We wear black as a sign of mourning. Ancient people wore ashes. For example, a priest named Modecai puts on sackcloth and ashes to grieve the many deaths he sees coming from an order King Ahasuerus gives to kill all Jewish people (Esther 4:1-3). The prophet Jeremiah later calls the people of God to “roll in ashes” as a way of mourning the coming devastation from an opposing army (Jeremiah 6:26).
Receiving the imposition of ashes is a powerful way to confront our humanity and mortality. They remind us that we are not God, but God’s good creation. In them we recognize that our bodies will not last forever, and come face-to-face with the reality of our eventual death.
Repent…
Ashes also signify our sorrow for the mistakes we have made. People in ancient times wore sackcloth and ashes as a way of expressing their repentance of their sins.
When Jonah reluctantly preached to the people of Nineveh after the giant fish spit him up on the beach, the King and his people put on sackcloth and sat in ashes. God saw this act of repentance and spared the people (Jonah 3:1-10).

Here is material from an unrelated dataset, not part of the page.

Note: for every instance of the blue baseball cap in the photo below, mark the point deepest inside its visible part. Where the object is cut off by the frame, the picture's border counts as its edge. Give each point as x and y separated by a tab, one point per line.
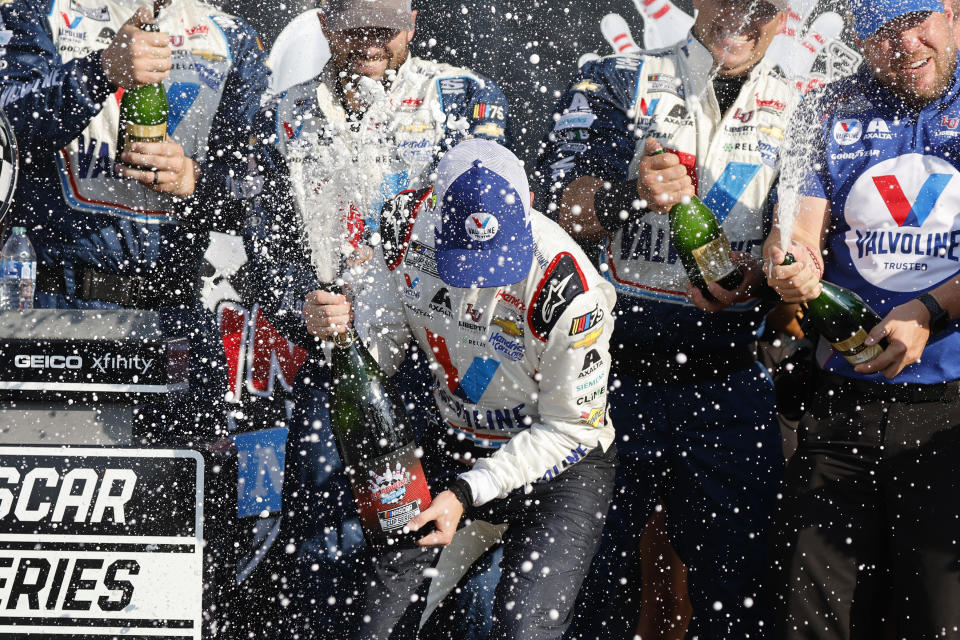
870	15
482	237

In the New Testament Jesus mentions this practice. Warning the cities of Chorazin and Bethsaida Jesus said, “if the miracles done among you had been done in Tyre and Sidon, they would have changed their hearts and lives and put on funeral clothes and ashes a long time ago.” (Matthew 11:21 CEB).
When we participate in the service of ashes, we confront our sin. We recognize our inability to live up to all God has created us to be, and our need to be forgiven. No matter how often we go to church, how far we have come in our spiritual journeys, how accomplished we may feel, each of us has sinned and fallen short of the glory of God (Romans 3:23).
The palms waved the previous Palm Sunday to welcome Jesus as our King, have been burned to form the ashes. In some sense, they serve as a reminder of how far we fall short of living up to the glory of Christ.
On the first day of Lent, we come before God recognizing our humanity and repenting of our sin.
…and believe the gospel
While this may sound fatalistic, it is not the end of the story. Lent leads to Easter, the day we celebrate that though our bodies are temporary and our lives are flawed, a day of resurrection will come when we will live in the presence of God forever.